Mesothelioma survival prediction based on a six-gene transcriptomic signature
Description
Background: Mesothelioma is an aggressive, fatal cancer that is inextricably linked to asbestos exposure. Recent trials using a combination of the immune checkpoint inhibitors ipilimumab and nivolumab has significantly improved treatment outcomes, however durable treatment responses remain restricted to a subset of patients (15-20%), highlighting the need to identify strategies that better predict treatment response. Method: We performed RNAseq on a large tumor biobank (n=167) from genetically diverse mouse model, CC-MexTAg model to compare gene expression profiles of tumors from mice with different overall survival to develop a prognostic gene signature. Results: while the variation in gene expression data of tumors did not associate with 3-fold variation in overall survival of CC-MexTAg mice, we identified two distinct tumor clusters characterized with immune and non-immune phenotypes, in which immune cluster tumours showed the better potential of response to cancer therapies. We used 20 hub genes associated with this tumor phenotype to develop a 6-gene signature that could predict survival in four independent mesothelioma datasets (Bueno, NCI, TCGA and Creaney) and showed a potential to respond to cancer immunotherapy. Here, the shared data include R markdown files to perform Gene set enrichment analysis (GSEA), CIBERSORT and WGCNA on RNAseq data from CCMT mouse model (CCMT data analysis_part 1 and 2). Folder (Gene_signature_development_validation_part 3) include the R markdown file for developing and validating the 6-gene signature via interrogating five independent human mesothelioma datasets.
Files
Steps to reproduce
The sequence FASTQ files (stored in GSE232512 repository) were aligned against the mouse reference genome (GRCm38) using Kallisto, generating TSV and h5 format files that can be used by Tximport package to create a countdata object in Rstudio.

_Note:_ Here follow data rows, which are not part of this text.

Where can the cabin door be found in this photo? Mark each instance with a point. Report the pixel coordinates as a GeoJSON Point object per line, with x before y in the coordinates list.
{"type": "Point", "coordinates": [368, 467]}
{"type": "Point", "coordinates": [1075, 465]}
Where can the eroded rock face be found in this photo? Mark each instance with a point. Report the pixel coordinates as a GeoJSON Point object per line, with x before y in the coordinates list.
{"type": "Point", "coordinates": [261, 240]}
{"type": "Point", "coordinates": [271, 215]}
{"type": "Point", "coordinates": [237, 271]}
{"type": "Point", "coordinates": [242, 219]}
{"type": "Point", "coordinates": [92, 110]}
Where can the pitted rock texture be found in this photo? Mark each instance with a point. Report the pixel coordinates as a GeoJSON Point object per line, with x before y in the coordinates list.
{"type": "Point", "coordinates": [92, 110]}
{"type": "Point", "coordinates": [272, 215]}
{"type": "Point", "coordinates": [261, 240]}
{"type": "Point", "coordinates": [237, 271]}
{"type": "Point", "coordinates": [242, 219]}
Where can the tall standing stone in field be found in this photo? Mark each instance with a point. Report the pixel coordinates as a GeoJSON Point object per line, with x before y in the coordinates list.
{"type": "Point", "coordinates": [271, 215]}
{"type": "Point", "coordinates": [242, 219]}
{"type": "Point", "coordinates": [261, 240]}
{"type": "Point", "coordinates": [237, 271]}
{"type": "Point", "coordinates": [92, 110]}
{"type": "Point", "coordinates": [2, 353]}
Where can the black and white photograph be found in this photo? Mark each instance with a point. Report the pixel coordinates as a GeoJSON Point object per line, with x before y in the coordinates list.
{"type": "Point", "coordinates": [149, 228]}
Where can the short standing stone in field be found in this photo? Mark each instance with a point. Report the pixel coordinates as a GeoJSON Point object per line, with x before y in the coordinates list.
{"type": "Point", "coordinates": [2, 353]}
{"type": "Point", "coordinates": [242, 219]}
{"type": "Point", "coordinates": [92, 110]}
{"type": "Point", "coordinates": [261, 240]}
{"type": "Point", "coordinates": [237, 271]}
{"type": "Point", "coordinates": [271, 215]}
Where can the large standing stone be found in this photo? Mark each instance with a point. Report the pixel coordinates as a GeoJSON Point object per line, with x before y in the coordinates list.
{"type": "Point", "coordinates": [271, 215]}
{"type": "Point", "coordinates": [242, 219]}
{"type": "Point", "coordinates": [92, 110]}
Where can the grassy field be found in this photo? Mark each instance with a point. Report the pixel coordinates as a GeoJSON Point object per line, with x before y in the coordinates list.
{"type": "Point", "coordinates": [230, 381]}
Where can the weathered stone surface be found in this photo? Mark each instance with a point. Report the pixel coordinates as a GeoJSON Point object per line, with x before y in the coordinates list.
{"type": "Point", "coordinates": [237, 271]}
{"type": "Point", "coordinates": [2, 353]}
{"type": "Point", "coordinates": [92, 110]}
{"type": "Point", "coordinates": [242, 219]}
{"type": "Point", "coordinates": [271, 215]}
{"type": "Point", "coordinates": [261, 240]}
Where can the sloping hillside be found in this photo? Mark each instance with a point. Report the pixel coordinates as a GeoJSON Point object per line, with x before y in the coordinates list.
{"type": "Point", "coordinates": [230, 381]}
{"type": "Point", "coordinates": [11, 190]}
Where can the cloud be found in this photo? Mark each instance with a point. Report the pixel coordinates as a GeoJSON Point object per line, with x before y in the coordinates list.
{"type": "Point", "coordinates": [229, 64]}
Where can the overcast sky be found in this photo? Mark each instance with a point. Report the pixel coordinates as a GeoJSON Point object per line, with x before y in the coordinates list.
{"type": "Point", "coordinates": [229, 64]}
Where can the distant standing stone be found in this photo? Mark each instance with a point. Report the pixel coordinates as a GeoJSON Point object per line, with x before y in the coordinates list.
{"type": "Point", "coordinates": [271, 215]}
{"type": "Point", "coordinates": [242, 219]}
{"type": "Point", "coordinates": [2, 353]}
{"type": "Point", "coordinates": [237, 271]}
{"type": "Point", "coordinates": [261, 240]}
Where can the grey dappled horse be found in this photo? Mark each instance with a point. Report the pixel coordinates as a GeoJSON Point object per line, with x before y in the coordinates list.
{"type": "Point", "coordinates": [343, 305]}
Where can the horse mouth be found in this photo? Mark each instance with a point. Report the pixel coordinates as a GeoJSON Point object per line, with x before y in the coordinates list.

The analysis has three main parts that are needed to be done in the exact order. Count data and clinical data tables from human mesothelioma datasets cannot be uploaded in this repository, but datasets can be acquired upon the request from the owner of each datasets. Part 1: To reproduce the results from part 1, the R markdown codes must be simply run in Rstudio software in the same folder location (CCMT data analysis folder) as the input files. Human gene signature list and Tilsed et al responders plus ZEMEK et al responders gene list can be acquired upon the request from the authors of the papers. To perform CIBERSORT analysis, cell subset matrix_input and the normalised count data must be uploaded into the CIBERSORT website: https://cibersortx.stanford.edu/. Part 2: The R markdown codes uploaded in the CCMT data analysis folder can reproduce the results of WGCNA. CytoHubba plugin from cytoscape and STRING database are needed for hub gene identification. Part 3: Hub genes identified from the previous part are needed to be used to run the R markdown codes uploaded in Gene_signature_development_validation_part 3. This will lead to a 6-gene signature. Human datasets in a raw count data format were used to validate the 6-gene signature. Countdata must be normalised and VST-transformed using DESeq2 package libraries.